With my family I will not think twice about sharing off each other's plates, though I never think it tastes better due to that, so I can't explain your wife's behavior, except to echo what someone else asked: does it feel like a disorder to her? It doesn't necessarily sound like one to me, but I don't know how strong/uncontrollable the urges seem to her, etc..
posted by mdn at 1:39 PM on December 23, 2005


Leon, that actually does resonate a little with our situation. For me, food is food. I LIKE the bonding ritual of eating with other people, but I rarely bond over the food itself. I could bond just as easily playing scrabble or sitting around telling stories. I just happen to bond around food because meals are an easy way to get people together.

But food is a much loaded concept for my wife, and I suspect it is more often for women than it is for men (though my wife and I are probably at extreme, opposite ends of this spectrum).
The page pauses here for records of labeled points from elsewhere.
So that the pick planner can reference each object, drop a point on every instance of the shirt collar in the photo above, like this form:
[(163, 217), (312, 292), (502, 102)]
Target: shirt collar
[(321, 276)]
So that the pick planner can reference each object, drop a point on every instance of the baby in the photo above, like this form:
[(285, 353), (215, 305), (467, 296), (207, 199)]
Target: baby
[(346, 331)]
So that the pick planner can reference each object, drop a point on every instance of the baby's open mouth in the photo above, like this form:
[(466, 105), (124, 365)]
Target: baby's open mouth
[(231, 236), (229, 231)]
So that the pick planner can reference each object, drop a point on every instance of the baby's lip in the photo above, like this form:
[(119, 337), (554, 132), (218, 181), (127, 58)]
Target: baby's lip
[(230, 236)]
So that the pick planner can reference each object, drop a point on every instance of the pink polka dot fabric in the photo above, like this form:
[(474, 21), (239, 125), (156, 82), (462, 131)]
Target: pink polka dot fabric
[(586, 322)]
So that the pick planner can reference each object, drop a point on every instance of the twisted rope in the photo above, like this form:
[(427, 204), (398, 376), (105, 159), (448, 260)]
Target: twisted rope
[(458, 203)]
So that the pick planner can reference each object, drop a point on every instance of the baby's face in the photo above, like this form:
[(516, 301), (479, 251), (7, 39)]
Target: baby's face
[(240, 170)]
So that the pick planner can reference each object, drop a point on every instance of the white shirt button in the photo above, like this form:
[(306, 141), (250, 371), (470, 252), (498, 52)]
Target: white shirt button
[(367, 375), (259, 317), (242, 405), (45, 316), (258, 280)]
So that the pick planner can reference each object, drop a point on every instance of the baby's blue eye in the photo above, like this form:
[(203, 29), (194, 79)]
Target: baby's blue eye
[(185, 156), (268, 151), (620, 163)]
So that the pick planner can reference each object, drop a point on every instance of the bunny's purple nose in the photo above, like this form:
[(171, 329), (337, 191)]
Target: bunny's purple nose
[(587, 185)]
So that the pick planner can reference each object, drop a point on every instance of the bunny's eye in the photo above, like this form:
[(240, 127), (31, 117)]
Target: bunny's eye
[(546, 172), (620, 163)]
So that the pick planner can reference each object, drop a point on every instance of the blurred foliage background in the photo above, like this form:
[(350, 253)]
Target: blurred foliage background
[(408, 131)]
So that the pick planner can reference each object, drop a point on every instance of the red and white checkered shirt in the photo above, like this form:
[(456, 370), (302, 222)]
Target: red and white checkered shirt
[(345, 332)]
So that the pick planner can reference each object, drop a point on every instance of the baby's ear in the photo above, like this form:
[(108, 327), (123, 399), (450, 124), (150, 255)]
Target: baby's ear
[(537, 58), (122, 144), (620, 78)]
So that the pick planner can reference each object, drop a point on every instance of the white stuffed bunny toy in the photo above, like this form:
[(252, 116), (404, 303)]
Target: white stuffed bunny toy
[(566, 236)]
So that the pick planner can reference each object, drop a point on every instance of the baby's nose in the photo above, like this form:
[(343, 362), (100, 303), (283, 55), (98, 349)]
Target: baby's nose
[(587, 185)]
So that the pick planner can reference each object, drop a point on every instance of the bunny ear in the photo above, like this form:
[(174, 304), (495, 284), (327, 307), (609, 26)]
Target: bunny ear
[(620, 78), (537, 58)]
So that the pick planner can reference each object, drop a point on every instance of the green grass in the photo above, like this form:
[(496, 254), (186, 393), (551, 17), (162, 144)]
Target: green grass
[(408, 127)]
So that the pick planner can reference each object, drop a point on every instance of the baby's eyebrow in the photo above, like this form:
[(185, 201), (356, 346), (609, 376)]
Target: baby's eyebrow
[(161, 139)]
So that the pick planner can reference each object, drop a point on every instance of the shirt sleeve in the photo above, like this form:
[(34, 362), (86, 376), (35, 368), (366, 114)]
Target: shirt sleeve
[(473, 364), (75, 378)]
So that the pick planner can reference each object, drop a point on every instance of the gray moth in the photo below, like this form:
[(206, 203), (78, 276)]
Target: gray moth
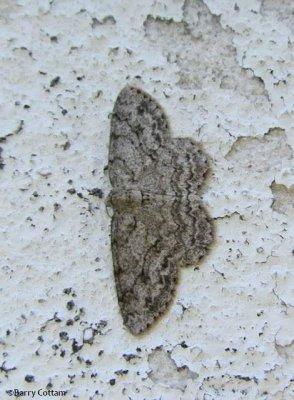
[(158, 223)]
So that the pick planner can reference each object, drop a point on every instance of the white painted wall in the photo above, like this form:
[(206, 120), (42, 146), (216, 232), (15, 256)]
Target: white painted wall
[(223, 72)]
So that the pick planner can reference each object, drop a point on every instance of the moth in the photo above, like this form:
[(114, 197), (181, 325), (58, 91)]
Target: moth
[(158, 223)]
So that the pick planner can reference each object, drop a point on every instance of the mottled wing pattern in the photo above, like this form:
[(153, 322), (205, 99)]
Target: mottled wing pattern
[(158, 222)]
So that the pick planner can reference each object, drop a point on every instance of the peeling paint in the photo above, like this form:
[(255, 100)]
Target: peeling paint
[(223, 72)]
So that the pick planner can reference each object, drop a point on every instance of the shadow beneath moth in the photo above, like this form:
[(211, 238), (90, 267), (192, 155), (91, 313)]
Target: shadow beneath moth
[(158, 222)]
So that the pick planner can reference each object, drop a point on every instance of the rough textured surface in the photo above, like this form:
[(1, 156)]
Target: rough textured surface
[(158, 222), (223, 72)]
By the way, I think all the responses here have been fascinating -- including the ones urging my wife to seek professional help. In the interest of not-being-misleading, I'll admit that I asked this question much more our of curiosity than out of genuine concern. My wife's behavior is something we both laugh about and something which, in general, I find an endearing eccentricity. It doesn't interfere with her life, her relationship with me, or her job. It's just odd (to me) and I'm curious about it. She is too, since she can't explain why she does it.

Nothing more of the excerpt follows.